/House-Prices-Advanced-Regression-Techniques-DA

Using an advanced regression techniques to predicte the house price

Primary LanguageJupyter Notebook

House-Prices-Advanced-Regression-Techniques-DA

EDA, Feature Engineering, and AutoML

  • The goal of this assignment is to analyze 3 years’(2018-2020) house sales data provided by New York City (NYC) goverment and build regression model to predict house price. NYC has five boroughs, i.e., Bronx, Brooklyn, Manhattan, Queens and Staten Island. Sales of houses in each borough has been provided.

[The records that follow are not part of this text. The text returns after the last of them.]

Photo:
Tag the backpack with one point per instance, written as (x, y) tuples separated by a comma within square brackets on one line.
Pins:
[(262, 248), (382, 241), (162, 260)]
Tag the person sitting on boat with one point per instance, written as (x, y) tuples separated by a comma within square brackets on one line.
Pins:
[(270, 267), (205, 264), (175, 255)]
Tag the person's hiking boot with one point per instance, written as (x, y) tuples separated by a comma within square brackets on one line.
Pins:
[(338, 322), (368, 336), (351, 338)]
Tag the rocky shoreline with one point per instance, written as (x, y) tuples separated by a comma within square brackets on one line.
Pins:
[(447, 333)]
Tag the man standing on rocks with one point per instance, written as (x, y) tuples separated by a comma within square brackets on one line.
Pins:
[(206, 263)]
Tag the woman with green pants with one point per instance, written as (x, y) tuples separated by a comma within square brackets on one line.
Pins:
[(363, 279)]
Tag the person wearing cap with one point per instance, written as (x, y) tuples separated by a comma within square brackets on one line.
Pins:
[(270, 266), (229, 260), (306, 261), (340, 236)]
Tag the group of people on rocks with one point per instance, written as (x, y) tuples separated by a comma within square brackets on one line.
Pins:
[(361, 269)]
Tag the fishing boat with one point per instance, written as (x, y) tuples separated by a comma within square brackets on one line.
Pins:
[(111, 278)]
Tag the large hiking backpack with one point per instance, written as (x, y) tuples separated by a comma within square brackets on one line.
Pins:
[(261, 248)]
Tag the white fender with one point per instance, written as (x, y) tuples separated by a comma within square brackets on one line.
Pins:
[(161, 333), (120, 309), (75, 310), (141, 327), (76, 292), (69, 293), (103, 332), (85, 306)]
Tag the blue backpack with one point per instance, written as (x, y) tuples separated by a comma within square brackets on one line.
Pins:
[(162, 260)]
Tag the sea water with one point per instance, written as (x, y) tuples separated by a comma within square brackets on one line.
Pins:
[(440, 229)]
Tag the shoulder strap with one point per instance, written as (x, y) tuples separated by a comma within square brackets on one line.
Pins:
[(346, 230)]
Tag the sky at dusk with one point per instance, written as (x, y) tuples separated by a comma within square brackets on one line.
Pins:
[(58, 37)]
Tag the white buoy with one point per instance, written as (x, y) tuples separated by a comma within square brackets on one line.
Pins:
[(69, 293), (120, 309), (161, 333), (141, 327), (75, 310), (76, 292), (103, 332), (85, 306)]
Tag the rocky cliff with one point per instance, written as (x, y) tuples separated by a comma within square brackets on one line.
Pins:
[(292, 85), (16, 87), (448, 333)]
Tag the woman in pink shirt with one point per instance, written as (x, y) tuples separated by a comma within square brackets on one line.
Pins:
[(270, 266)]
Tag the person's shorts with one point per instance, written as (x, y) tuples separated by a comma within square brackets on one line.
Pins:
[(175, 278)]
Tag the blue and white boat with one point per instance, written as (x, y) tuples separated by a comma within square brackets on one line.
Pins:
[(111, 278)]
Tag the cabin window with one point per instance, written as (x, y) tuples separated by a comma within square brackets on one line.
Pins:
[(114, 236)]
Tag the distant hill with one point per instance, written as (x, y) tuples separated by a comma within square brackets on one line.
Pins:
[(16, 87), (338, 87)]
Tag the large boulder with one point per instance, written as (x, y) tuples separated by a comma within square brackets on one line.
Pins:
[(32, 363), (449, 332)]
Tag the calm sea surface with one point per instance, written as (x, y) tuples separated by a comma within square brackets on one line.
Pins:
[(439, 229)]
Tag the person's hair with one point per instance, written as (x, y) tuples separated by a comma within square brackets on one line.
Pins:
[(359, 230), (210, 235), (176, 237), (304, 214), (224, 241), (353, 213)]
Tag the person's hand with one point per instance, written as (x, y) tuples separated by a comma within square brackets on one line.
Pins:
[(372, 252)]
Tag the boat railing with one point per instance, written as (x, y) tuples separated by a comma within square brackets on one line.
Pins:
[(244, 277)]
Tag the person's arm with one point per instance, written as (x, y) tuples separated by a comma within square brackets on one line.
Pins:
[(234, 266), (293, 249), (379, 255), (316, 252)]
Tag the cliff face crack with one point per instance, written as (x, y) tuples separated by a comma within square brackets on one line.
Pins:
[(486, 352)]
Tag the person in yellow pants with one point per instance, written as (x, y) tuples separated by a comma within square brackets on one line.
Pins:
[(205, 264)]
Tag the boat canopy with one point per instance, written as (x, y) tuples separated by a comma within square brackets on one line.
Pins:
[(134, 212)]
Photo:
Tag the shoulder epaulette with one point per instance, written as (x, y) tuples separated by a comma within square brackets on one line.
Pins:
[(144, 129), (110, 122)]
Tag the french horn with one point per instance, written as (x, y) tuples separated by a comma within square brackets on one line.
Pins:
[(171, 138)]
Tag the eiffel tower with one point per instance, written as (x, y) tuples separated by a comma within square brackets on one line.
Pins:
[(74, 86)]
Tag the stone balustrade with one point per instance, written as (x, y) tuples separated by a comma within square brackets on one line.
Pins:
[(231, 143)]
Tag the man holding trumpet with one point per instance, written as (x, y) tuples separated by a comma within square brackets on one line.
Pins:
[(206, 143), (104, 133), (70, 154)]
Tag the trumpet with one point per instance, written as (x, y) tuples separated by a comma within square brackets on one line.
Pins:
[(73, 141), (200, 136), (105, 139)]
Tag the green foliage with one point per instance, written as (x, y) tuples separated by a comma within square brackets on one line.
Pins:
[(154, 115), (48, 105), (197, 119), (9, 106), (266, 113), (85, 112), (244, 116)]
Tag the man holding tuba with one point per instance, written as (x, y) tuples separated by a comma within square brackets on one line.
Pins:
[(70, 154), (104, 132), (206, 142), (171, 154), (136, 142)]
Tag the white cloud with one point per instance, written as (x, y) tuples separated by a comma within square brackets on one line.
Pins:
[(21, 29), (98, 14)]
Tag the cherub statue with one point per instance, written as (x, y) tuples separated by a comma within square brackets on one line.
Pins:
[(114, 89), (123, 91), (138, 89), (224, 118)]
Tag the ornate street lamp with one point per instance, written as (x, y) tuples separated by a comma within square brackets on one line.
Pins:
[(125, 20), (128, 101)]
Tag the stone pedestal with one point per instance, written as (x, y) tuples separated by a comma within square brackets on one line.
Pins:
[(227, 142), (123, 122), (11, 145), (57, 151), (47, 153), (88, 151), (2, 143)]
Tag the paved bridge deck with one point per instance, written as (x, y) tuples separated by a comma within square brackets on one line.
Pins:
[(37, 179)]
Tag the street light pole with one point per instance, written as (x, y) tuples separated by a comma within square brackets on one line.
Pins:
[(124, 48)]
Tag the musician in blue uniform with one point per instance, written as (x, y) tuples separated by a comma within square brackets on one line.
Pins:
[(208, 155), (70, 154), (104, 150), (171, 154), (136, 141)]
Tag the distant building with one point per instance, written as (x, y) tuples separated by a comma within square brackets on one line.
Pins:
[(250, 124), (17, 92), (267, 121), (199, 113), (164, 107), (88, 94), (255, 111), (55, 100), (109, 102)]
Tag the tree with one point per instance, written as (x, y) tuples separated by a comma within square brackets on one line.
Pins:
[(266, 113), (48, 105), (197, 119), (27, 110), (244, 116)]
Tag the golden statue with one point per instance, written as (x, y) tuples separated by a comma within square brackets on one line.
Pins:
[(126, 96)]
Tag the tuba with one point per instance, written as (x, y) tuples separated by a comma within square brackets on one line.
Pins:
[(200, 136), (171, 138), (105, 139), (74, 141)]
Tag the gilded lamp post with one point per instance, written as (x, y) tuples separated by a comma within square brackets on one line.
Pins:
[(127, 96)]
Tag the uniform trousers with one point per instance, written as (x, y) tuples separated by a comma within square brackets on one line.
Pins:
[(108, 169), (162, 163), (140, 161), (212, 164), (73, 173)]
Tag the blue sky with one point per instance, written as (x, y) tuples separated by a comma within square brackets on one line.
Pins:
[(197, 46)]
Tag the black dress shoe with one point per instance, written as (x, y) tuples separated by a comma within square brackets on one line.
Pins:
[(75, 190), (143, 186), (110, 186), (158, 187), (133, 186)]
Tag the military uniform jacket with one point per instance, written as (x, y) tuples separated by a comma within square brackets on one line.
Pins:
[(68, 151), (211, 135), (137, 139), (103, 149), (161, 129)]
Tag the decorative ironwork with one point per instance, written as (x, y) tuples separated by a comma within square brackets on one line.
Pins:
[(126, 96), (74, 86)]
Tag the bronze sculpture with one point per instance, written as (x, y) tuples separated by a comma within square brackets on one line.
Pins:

Task 1: Read dataset, merge data, and perform basic data exploration. Note, you should briefely discuss the quality of dataset (missing values, duplicate entries, etc.) Also, in task 3, you would be asked to perform prediction on house sale price, thus it would be good to consider outliers related to this prediciton task when you perform data cleaning.

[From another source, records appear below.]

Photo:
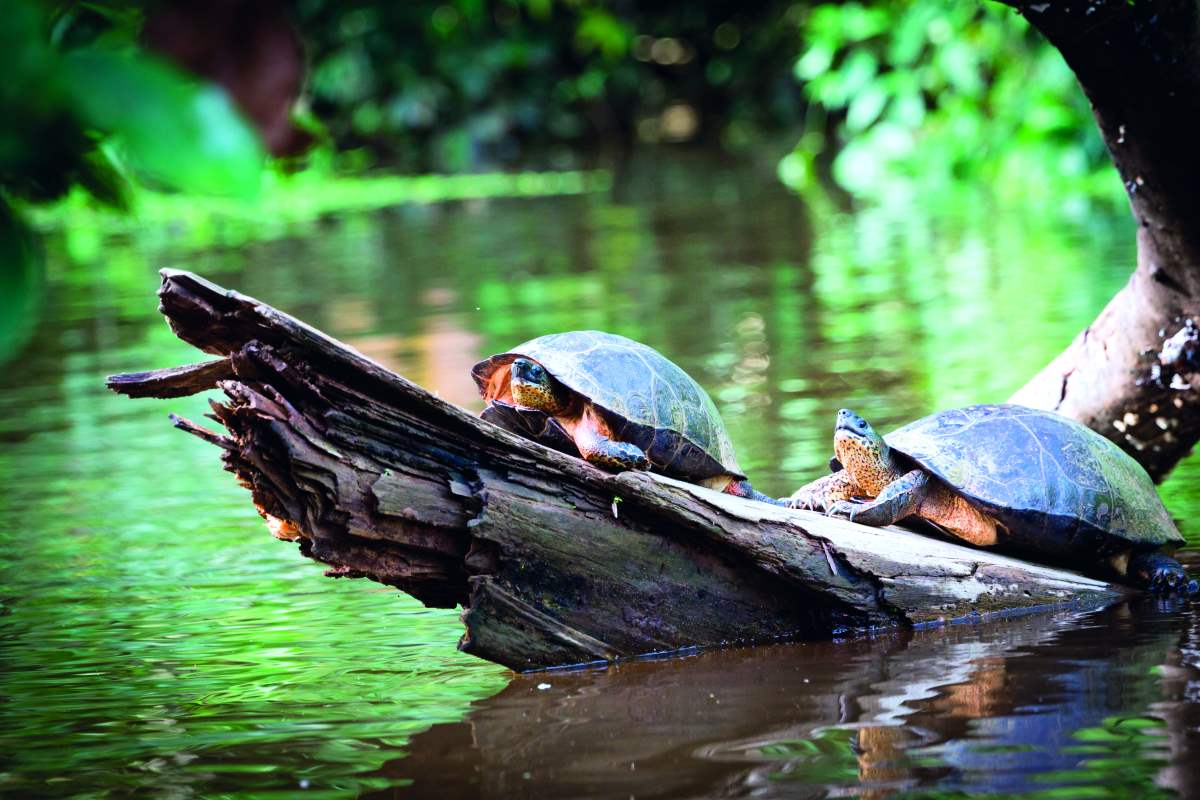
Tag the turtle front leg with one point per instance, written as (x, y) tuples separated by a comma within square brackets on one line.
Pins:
[(1159, 572), (822, 493), (899, 499), (601, 451)]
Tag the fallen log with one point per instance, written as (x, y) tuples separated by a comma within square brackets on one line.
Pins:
[(552, 560)]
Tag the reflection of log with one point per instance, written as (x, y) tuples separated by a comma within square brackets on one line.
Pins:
[(995, 705), (555, 561), (1134, 373)]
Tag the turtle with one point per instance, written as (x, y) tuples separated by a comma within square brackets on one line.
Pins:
[(1007, 476), (618, 403)]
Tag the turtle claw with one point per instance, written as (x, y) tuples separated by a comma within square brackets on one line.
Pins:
[(804, 500), (844, 509), (1173, 579)]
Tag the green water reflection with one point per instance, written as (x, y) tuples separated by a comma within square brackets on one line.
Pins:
[(154, 638)]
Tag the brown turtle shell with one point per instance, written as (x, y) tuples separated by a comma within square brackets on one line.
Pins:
[(646, 400)]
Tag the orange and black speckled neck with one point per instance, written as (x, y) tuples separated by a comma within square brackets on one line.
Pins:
[(534, 388), (864, 453)]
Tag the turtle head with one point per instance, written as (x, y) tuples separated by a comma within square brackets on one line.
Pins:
[(534, 388), (862, 451)]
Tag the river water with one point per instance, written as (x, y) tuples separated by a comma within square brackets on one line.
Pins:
[(155, 641)]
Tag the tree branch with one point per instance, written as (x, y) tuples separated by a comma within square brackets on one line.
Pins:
[(1133, 373)]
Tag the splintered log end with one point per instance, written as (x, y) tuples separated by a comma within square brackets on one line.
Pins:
[(211, 437), (377, 477), (174, 382)]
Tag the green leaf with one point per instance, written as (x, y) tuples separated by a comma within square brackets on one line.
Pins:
[(172, 128), (21, 284)]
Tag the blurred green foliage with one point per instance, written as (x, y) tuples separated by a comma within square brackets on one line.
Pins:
[(85, 106), (454, 84), (942, 92)]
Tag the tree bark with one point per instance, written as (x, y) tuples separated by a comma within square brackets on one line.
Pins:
[(1133, 373), (552, 560)]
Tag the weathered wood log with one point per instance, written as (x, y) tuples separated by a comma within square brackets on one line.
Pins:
[(552, 560), (1134, 373)]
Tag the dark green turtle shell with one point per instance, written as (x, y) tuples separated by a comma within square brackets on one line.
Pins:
[(646, 398), (1061, 488)]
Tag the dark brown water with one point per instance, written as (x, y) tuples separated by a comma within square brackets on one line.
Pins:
[(155, 641)]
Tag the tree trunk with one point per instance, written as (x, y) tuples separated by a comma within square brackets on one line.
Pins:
[(1133, 373), (552, 560)]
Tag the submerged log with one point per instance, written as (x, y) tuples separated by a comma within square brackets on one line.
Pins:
[(552, 560)]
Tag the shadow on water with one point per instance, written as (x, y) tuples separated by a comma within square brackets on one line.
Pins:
[(1014, 707)]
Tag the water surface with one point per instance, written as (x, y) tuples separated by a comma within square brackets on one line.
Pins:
[(155, 641)]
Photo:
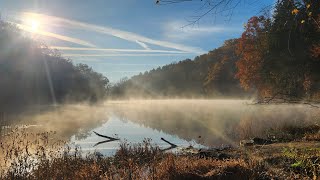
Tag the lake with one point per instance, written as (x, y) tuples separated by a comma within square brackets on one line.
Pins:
[(200, 123)]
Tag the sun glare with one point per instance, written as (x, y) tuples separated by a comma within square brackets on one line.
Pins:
[(34, 25)]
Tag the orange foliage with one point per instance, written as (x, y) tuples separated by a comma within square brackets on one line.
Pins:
[(251, 49)]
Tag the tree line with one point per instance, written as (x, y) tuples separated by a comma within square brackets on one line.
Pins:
[(276, 57)]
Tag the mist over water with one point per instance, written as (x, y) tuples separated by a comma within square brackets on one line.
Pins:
[(183, 122)]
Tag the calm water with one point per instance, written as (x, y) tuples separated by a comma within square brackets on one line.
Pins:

Task 2: Data exploration using data visualization. Raise two questions that can be answered by performing data visualization. Briefely mention why you think this question would be interesting to whom (who is your audience). Think about the EDA principals.

Task 3: Data Exploration via Statistical Test Raise one question that can be answered by performing hypothesis test. Briefely mention why you think this question would be interesting to whom (who is your audience). Also mention which statistical test you would choose and why.

Task 4: Feature Engineering. If we would like to predict the house sale price. Analyze the scale of each attribute and determine which ones you would transfer (e.g., cateogorical features). Discuss how you plan to select important features.

Task 5: AutoMLUsing Auto-sklearn to explore performance of one state-of-the-art autoML tool on the given data (after your previous preprocessing). Optional: compare with performing autosklearn on raw data.